Thread: Computing probability of getting desired items from an infinite pool

Hello,

the following real life example of personal significance got me curious about what the answer would look like:

Hasbro is currently selling a series of 24 different "My Little Pony" figurines, all sold separately in non-transparent bags with no clue as to which of the 24 ponies are inside. I only want six specific ponies, and the problem is knowing how many bags I would have to buy in order to get, with probability p, at least one of *each* of the six desirable ponies. Assume that there is an infinite supply of bags, and that the pony inside each bag is random. Assume further that I open all bags at once, not going back to the store for more.

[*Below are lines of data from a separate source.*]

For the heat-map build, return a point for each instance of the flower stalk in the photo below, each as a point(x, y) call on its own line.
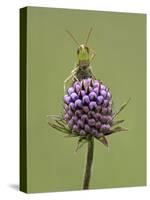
point(89, 161)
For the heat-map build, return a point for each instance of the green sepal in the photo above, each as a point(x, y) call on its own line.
point(117, 122)
point(82, 140)
point(121, 108)
point(115, 130)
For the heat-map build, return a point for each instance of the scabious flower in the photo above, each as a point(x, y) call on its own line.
point(88, 108)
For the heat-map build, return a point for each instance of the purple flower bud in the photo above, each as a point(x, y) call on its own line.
point(70, 90)
point(82, 132)
point(98, 108)
point(91, 122)
point(105, 102)
point(109, 119)
point(72, 106)
point(105, 128)
point(66, 107)
point(90, 89)
point(104, 119)
point(92, 105)
point(74, 96)
point(67, 117)
point(78, 103)
point(91, 114)
point(87, 128)
point(103, 87)
point(80, 123)
point(82, 93)
point(109, 110)
point(108, 95)
point(85, 109)
point(70, 113)
point(75, 118)
point(96, 84)
point(98, 125)
point(100, 100)
point(75, 128)
point(96, 90)
point(104, 110)
point(70, 123)
point(103, 93)
point(94, 131)
point(86, 99)
point(78, 113)
point(92, 96)
point(77, 88)
point(84, 118)
point(98, 116)
point(67, 99)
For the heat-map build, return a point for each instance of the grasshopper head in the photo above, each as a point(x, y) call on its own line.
point(83, 53)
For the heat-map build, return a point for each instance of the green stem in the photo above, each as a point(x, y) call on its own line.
point(89, 161)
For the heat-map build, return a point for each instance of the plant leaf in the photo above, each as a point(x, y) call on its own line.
point(117, 129)
point(121, 108)
point(117, 122)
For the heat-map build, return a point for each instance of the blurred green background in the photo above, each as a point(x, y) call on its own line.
point(119, 40)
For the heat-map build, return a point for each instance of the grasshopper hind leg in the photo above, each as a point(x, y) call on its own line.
point(71, 77)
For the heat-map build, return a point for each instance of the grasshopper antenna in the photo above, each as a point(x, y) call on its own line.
point(88, 36)
point(74, 39)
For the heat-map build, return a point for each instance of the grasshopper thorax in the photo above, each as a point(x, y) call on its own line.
point(83, 58)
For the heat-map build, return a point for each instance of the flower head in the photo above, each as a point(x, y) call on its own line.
point(88, 108)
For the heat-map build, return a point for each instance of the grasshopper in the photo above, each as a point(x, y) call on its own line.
point(85, 55)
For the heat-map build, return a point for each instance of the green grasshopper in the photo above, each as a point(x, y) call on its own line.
point(85, 55)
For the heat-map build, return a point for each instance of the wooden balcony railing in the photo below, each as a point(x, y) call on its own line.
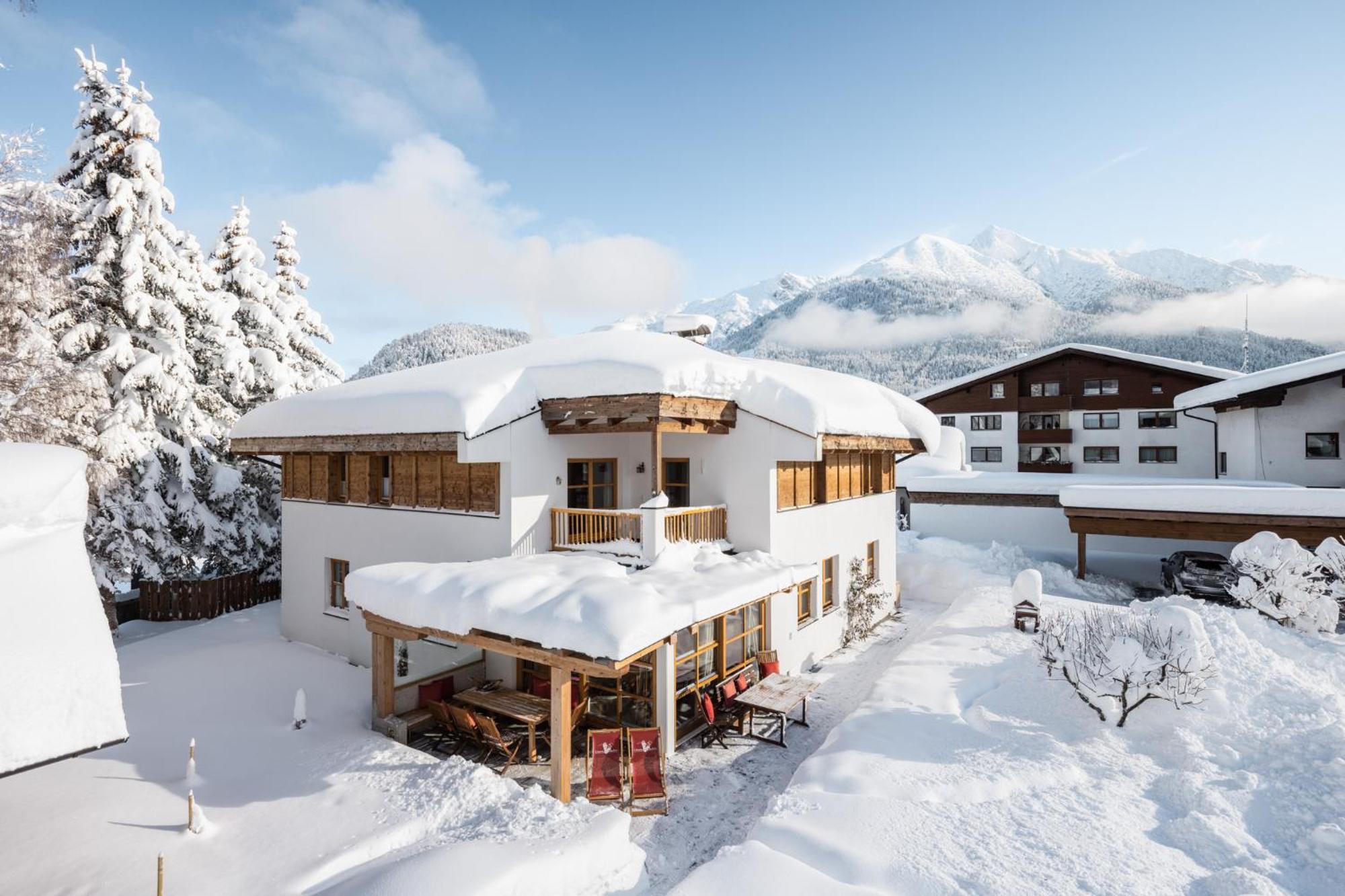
point(697, 524)
point(578, 528)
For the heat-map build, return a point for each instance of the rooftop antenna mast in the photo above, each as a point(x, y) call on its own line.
point(1247, 335)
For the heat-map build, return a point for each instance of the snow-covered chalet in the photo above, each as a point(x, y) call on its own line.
point(618, 520)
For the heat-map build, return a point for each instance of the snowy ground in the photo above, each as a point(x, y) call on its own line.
point(966, 770)
point(289, 810)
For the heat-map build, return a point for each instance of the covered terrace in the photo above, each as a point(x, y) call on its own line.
point(575, 618)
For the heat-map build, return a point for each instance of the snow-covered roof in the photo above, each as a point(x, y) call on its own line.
point(988, 482)
point(1269, 378)
point(475, 395)
point(1157, 361)
point(574, 602)
point(1284, 501)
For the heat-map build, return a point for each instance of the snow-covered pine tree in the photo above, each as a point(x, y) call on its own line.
point(126, 322)
point(313, 369)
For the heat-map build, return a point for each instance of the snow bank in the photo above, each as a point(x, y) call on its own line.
point(63, 689)
point(1269, 378)
point(484, 392)
point(1282, 501)
point(574, 600)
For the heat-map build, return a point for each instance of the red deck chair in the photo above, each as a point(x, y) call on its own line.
point(645, 758)
point(603, 764)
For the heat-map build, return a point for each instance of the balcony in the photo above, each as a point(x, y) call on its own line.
point(1046, 436)
point(1046, 467)
point(622, 533)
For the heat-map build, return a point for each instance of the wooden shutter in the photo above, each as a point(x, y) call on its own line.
point(785, 485)
point(358, 479)
point(404, 481)
point(485, 487)
point(457, 491)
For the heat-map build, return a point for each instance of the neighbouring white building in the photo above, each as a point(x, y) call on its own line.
point(504, 501)
point(1282, 423)
point(1082, 409)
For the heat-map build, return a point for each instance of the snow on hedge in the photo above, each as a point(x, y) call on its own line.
point(484, 392)
point(1272, 501)
point(574, 600)
point(61, 686)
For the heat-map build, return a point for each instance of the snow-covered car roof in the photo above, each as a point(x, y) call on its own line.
point(1157, 361)
point(1272, 377)
point(484, 392)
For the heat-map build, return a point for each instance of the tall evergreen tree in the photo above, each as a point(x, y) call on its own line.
point(126, 322)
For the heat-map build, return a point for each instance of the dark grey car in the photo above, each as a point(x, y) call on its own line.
point(1199, 573)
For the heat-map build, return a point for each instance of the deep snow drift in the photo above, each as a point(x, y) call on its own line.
point(969, 770)
point(60, 688)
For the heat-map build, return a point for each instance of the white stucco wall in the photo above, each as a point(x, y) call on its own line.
point(1270, 443)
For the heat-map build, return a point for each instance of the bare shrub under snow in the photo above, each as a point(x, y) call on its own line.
point(1120, 659)
point(1291, 584)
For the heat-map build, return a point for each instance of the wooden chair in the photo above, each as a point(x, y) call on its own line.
point(648, 771)
point(506, 744)
point(605, 766)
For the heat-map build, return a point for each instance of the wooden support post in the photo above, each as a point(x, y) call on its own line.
point(562, 723)
point(383, 673)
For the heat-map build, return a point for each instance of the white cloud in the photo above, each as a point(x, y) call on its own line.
point(1303, 309)
point(828, 327)
point(373, 63)
point(430, 227)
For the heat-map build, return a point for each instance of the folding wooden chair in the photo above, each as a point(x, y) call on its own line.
point(648, 770)
point(603, 764)
point(506, 744)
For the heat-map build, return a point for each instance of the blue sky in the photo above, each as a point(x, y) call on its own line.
point(552, 166)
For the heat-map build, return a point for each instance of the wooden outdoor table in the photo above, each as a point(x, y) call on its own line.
point(512, 704)
point(778, 696)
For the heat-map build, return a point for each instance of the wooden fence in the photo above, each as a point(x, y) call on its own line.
point(205, 598)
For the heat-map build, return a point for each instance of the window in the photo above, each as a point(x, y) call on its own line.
point(337, 571)
point(987, 421)
point(1157, 419)
point(1157, 454)
point(1102, 386)
point(677, 482)
point(805, 602)
point(1039, 421)
point(1040, 455)
point(1102, 421)
point(829, 584)
point(1324, 444)
point(1102, 455)
point(591, 485)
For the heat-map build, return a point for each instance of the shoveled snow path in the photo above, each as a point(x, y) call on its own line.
point(719, 794)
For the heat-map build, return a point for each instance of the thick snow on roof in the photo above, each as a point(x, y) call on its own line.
point(574, 602)
point(1284, 501)
point(63, 690)
point(1269, 378)
point(1015, 483)
point(1172, 364)
point(475, 395)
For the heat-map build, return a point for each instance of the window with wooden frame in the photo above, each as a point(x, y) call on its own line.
point(591, 483)
point(805, 602)
point(677, 481)
point(829, 584)
point(337, 572)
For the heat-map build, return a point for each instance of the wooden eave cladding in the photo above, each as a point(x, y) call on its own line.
point(640, 412)
point(340, 444)
point(602, 667)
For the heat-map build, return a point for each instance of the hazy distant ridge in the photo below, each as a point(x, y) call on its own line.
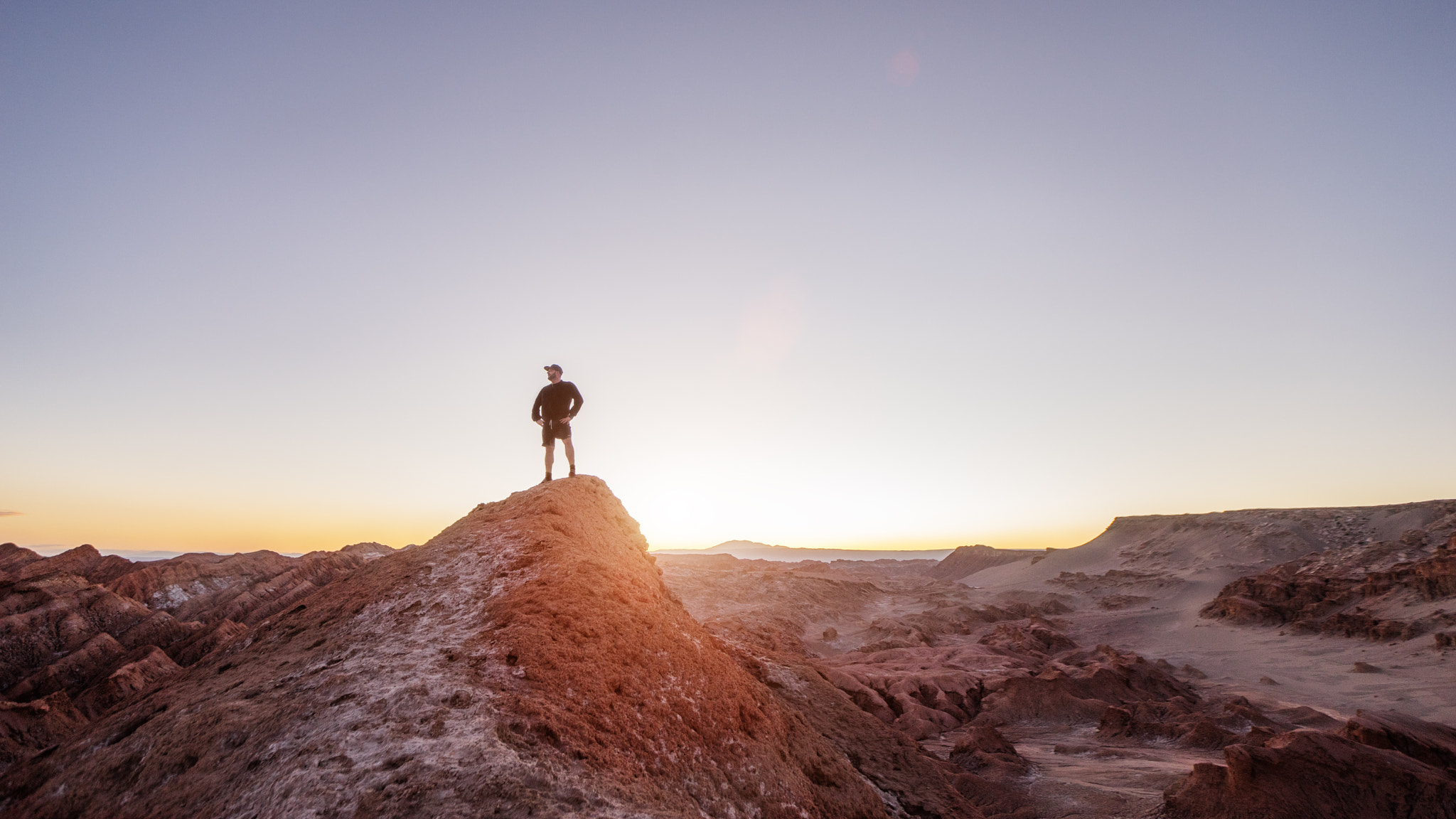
point(749, 550)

To generalize and put the problem in more familiar terms:
Consider a die with n sides, numbered from 1 to n. How many throws must one make in order to have the chance p of getting all numbers [1..k] (where k <= n)?

Originally Posted by blackpaws

Hello,

the following real life example of personal significance got me curious about what the answer would look like:

Hasbro is currently selling a series of 24 different "My Little Pony" figurines, all sold separately in non-transparent bags with no clue as to which of the 24 ponies are inside. I only want six specific ponies, and the problem is knowing how many bags I would have to buy in order to get, with probability p, at least one of *each* of the six desirable ponies. Assume that there is an infinite supply of bags, and that the pony inside each bag is random. Assume further that I open all bags at once, not going back to the store for more.

To generalize and put the problem in more familiar terms:
Consider a die with n sides, numbered from 1 to n. How many throws must one make in order to have the chance p of getting all numbers [1..k] (where k <= n)?

This is the coupon collection problem.

Originally Posted by Plato

This is the coupon collection problem.

Thanks for the pointer! But I can't fit that description of the coupon collection problem to my particular version. For one, it only seems to describe cases where you collect *any* set of k coupons, rather than a specific set. (k=6 particular ponies!)

(Collecting any 6 distinct coupons is naturally easier than collecting 6 particular distinct ones.)